Sevendust and Coal Chamber at Rams Head Live

One of the perks of fronting a band with goth-leaning tendencies (or Kiss) is the ability to freeze the aging process by slathering on ever-increasing amounts of makeup.  Coal Chamber frontman Dez Fafara certainly took advantage of the opportunity during Monday night’s performance at Rams Head Live, covering his face in white paint save for a blackened strip across his eyes.

But if Dez looked like the third member of Insane Clown Posse, his band’s performance otherwise remained unchanged, almost as though it was frozen in time since their last tour with the evening’s headliners, Sevendust, in 1998.

Without any new material to promote, the band pounded their way through a thirteen song set that relied exclusively upon their 10+ years old studio output.  The capacity crowd, many of whom were on hand to see Coal Chamber’s first area performance since reforming late last year, were partial to songs from the band’s debut, including Loco, Big Truck, and the set closer, Sway.  As ever, Coal Chamber’s bottom-heavy sound, coupled with Dez’s gravel-gargled screams, played heavier live than on record.  And while Dez has never really gone away, recording and touring for the past decade with Devildriver, guitarist Meegs Rascon and drummer Bug Cox came back with the same stage presence as they did 15 years ago, Meegs glaring dead-eyed at the crowd while Bug broke drum sticks at will as roadies stood by with back up. 

Coal Chamber’s newest member, Chela Harper, must have responded to the band’s craigslist ad requesting a female willing to wear dark makeup and pirouette while occasionally hitting a few bass notes.  A teeny bopper at best during the band’s heyday, she was clearly a hit with the mostly male crowd.

Compared to Coal Chamber, Sevendust’s post-90s output is a study in nu-metal contrast.  The Atlanta, Georgia five piece never went away, putting out 9 albums while consistently touring the club circuit.  With the return of guitarist Clint Lowery a few years back, the original lineup is the same as it was when the band formed in 1997. 

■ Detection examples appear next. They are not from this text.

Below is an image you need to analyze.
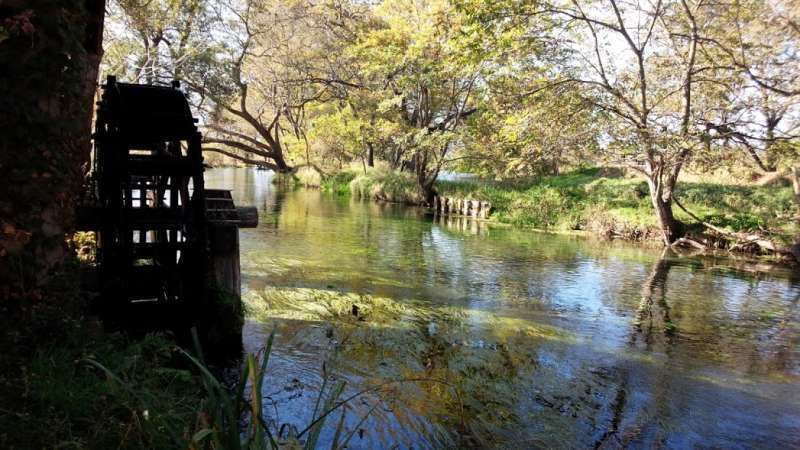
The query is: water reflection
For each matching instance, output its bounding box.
[208,170,800,448]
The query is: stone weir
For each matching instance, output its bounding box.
[433,195,492,219]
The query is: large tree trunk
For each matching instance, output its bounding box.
[0,0,105,300]
[647,178,683,245]
[367,142,375,167]
[650,195,683,245]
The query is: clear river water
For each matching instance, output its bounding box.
[206,169,800,448]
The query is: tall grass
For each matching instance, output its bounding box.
[350,169,422,204]
[85,330,374,450]
[436,168,795,238]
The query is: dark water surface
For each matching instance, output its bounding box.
[207,169,800,448]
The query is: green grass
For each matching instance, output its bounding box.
[350,169,422,205]
[0,331,203,448]
[320,170,357,195]
[436,168,795,238]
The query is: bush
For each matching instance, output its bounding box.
[294,166,322,188]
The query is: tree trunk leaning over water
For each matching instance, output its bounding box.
[0,0,105,300]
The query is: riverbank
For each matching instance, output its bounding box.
[0,265,205,449]
[300,167,796,248]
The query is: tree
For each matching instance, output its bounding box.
[351,0,481,202]
[0,0,104,300]
[468,0,800,245]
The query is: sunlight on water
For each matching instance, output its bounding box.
[207,169,800,448]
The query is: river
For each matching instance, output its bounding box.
[206,169,800,448]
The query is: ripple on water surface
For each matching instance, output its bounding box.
[208,169,800,448]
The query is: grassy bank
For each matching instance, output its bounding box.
[437,168,795,239]
[0,278,204,449]
[310,168,796,242]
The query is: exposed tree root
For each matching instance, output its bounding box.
[672,197,800,262]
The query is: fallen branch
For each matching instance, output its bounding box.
[672,197,797,259]
[670,237,707,251]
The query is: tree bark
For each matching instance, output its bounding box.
[0,0,105,300]
[367,142,375,167]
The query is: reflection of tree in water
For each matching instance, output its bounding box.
[594,250,677,448]
[630,250,677,352]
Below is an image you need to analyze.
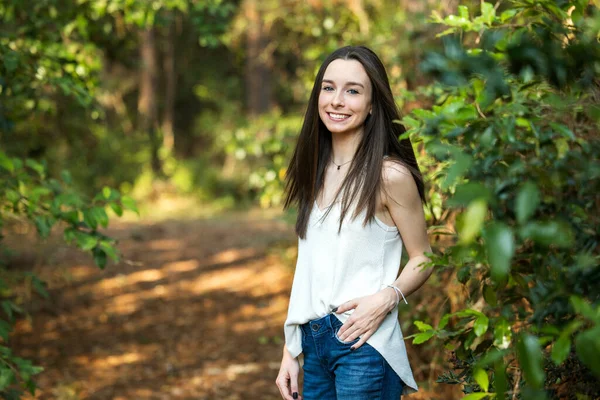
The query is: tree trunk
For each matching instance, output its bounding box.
[162,17,177,153]
[138,27,163,177]
[244,0,272,115]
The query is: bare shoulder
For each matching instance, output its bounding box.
[381,159,413,185]
[381,159,420,207]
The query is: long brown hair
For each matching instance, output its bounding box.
[284,46,425,239]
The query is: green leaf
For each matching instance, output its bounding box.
[414,321,433,332]
[520,221,574,248]
[121,196,140,215]
[438,314,452,330]
[0,319,12,342]
[100,240,119,261]
[0,151,15,173]
[110,203,123,217]
[91,207,108,228]
[441,152,473,189]
[473,368,490,392]
[517,334,545,389]
[461,393,489,400]
[75,231,98,251]
[551,333,571,365]
[473,314,489,337]
[34,215,54,239]
[483,285,498,307]
[83,208,98,230]
[413,331,435,344]
[484,222,515,283]
[448,182,492,207]
[494,317,512,349]
[92,247,106,269]
[569,295,600,324]
[25,158,46,178]
[494,360,508,399]
[481,2,496,25]
[515,182,540,224]
[575,325,600,378]
[459,199,488,244]
[0,366,15,391]
[60,169,73,185]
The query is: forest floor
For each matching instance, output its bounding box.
[7,203,457,400]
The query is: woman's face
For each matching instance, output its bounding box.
[319,59,372,138]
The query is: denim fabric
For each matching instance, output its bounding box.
[300,314,403,400]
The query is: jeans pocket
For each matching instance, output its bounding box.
[333,326,360,346]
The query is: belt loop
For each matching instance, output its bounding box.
[327,313,335,331]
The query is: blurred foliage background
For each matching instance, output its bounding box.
[0,0,600,399]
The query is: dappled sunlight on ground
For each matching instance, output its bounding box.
[8,213,460,400]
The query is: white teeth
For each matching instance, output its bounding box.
[329,113,349,120]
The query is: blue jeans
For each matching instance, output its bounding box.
[300,314,403,400]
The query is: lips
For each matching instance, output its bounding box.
[327,112,350,122]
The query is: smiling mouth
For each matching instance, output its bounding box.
[327,113,350,121]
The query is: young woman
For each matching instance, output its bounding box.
[276,46,431,400]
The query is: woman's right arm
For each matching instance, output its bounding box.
[275,345,302,400]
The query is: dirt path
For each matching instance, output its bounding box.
[14,211,294,399]
[13,214,452,400]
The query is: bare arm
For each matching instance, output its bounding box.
[382,162,433,296]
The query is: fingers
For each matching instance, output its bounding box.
[337,319,360,342]
[275,371,302,400]
[332,299,358,314]
[350,332,373,350]
[275,372,295,400]
[290,374,300,399]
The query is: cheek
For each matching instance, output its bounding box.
[319,92,329,108]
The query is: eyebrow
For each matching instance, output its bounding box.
[323,79,365,89]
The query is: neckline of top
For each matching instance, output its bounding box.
[314,199,398,232]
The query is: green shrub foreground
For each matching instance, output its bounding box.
[403,1,600,400]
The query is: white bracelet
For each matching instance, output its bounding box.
[386,285,408,306]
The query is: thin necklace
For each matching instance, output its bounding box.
[331,158,352,171]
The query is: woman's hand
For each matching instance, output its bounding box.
[335,288,396,350]
[275,346,302,400]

Unsurprisingly, songs from their debut album and follow-up Home saw the most devil horn salutes.  Five of the band’s thirteen song set came from the 1997-1999 era.  While he’s not jumping around the stage as buoyantly these days, singer Lajon Witherspoon’s vocals sounded rich and his gracious stage presence was a sharp turn from Dez’s painted jumping bean. 

The band tore through their 75 minute set, with bassist Vince Hornsby and a hooded Lowery showcasing for the crowd most energetically.  Along the way, they debuted 3 new songs from the recently released Black Out the Sun.  If their sales haven’t kept up since the last millennium, their sound hasn’t changed much.  The only disappointments of the evening were the piped-in backing vocals that were apparent during several songs (note: if you’re going to use backing tracks, at least keep your mouth near the mic when they’re in use) and the band’s decision to close with post Y2K encores on a co-headlining tour whose appeal is clearly nostalgic.  “Bitch,” “Waffle,” or the title track from Home could have sent the fans home happy. 

Still, if you were an angsty, testosterone-addled man child in the late 1990s or loved someone who was, this a tour worth grabbing your chain wallet and plunking down $30.